'Medya'da Tarihçilik Zanaatları!
cumhuriyet.com.trTarih (ve tarihçilik) hiç bu kadar muktedirlerin oyuncağı olmadı “medya”da, hiç bu kadar tehlikeli anlar yaşatmadı yarım yüzyılı aşan çabalardan sonra. Ve Türkiye Cumhuriyeti’nin kuruluş ve gelişme sürecinden -hiç bu kadar- hınçla ve cahilce intikam alan bir bilgi dalı haline getirilmedi.
Günümüzde “medya” diye anılan basın ve yayın organlarının, -daha eskilerdeki ismiyle ifade edersem, “matbuat”ın- etki alanları içine soktukları bir konu da tarihçilik olmuştur. Daha doğrusu, tarihçiliğin şaşırtacak mahiyete büründürüldüğünü sandığım bir yaklaşım olan ve güncel bir deyimle “geçmişle yüzleşmek” iddiasını taşıyan sloganlar inletmiştir ortalığı, inletmektedir. Sanki geçmiş ile yüzleşmek olası bir şeymiş, mazinin labirentlerinde dolanmak, geçmişe dönmek mümkünmüş gibi!

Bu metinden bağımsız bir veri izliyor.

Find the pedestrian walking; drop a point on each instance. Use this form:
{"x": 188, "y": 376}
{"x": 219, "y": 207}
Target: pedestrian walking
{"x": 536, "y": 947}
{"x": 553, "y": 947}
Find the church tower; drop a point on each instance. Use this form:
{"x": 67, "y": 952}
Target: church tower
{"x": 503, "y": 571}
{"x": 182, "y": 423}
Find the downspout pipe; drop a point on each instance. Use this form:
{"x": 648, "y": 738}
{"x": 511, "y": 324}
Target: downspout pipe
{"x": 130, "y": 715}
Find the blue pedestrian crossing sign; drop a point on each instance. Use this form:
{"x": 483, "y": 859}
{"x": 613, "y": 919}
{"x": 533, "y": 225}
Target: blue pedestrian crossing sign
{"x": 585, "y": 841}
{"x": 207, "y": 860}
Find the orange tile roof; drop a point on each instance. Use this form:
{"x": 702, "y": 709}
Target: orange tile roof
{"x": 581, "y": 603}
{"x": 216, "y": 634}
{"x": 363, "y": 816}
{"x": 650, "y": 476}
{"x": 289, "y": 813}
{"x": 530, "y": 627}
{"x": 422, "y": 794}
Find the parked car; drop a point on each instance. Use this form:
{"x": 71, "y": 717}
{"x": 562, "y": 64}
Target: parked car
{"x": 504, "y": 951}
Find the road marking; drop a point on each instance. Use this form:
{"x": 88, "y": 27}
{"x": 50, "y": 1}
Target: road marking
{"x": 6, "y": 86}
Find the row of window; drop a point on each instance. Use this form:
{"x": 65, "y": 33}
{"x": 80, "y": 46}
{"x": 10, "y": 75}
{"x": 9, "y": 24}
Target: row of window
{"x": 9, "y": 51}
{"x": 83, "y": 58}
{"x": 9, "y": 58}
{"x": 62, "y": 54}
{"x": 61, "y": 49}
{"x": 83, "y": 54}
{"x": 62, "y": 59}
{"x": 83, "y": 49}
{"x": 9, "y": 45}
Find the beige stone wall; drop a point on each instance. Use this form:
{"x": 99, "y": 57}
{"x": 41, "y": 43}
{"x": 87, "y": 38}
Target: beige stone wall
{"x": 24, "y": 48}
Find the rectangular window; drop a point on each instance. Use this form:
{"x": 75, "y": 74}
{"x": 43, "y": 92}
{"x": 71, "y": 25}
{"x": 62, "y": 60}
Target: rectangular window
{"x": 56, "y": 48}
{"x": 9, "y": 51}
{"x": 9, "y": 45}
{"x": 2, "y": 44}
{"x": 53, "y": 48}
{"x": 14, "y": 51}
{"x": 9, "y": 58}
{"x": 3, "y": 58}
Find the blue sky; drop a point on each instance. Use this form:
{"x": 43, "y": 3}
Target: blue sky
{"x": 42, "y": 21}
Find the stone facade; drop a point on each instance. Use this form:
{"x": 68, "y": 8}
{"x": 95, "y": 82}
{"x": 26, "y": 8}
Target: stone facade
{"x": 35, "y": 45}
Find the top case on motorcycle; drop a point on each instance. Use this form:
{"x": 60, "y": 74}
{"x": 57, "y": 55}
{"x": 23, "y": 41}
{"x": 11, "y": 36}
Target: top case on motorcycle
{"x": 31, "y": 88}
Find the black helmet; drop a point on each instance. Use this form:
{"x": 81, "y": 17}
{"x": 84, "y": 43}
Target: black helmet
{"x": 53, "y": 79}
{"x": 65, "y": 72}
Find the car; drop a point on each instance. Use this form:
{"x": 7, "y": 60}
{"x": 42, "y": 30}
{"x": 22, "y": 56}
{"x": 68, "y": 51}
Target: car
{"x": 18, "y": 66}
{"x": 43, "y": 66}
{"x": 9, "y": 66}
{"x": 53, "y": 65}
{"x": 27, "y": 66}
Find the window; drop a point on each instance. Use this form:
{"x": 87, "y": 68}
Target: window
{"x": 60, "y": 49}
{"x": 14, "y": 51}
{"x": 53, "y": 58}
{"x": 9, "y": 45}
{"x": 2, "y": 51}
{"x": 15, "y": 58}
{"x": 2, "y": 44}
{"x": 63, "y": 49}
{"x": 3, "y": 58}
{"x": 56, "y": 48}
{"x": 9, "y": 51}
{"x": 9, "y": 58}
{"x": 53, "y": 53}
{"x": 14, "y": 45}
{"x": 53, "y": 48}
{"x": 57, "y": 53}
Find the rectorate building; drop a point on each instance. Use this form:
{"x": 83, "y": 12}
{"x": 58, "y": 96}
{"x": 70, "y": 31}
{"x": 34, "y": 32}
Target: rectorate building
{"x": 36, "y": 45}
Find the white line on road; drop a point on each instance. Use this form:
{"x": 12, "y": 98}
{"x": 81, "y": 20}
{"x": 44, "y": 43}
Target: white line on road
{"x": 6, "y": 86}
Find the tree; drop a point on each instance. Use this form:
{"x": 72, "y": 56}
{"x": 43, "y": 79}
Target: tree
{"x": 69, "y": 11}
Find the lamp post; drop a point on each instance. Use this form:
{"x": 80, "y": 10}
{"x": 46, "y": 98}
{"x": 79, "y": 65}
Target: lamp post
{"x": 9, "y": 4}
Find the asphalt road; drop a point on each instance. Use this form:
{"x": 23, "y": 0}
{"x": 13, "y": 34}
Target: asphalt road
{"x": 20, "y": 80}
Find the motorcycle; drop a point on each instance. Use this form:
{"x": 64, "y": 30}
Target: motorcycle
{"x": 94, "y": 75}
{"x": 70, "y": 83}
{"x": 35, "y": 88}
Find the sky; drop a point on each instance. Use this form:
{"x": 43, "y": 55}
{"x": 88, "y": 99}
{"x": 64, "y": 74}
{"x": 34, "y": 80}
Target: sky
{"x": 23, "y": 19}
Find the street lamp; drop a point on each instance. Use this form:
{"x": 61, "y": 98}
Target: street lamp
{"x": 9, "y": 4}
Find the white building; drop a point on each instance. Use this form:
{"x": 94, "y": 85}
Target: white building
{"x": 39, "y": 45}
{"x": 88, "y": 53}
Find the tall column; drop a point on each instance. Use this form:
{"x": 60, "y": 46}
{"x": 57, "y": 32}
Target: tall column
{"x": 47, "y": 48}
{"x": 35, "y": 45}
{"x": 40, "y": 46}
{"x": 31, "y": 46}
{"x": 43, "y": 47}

Meslek yaşamlarında tarihin ne olduğuna ilişkin bilgileri kavradıklarını sandığım profesör, doçent, doktor unvanlarıyla “mücehhez” tarihçiler, bu yolda meslek icra eden gazeteciler ya da meraklı olup da sesini duyurabilecek ortamları yakalayanlar konuşuyorlar fırsat buldukça; yazıyorlar durmadan kafadarlarının kendilerine açtığı köşelerde.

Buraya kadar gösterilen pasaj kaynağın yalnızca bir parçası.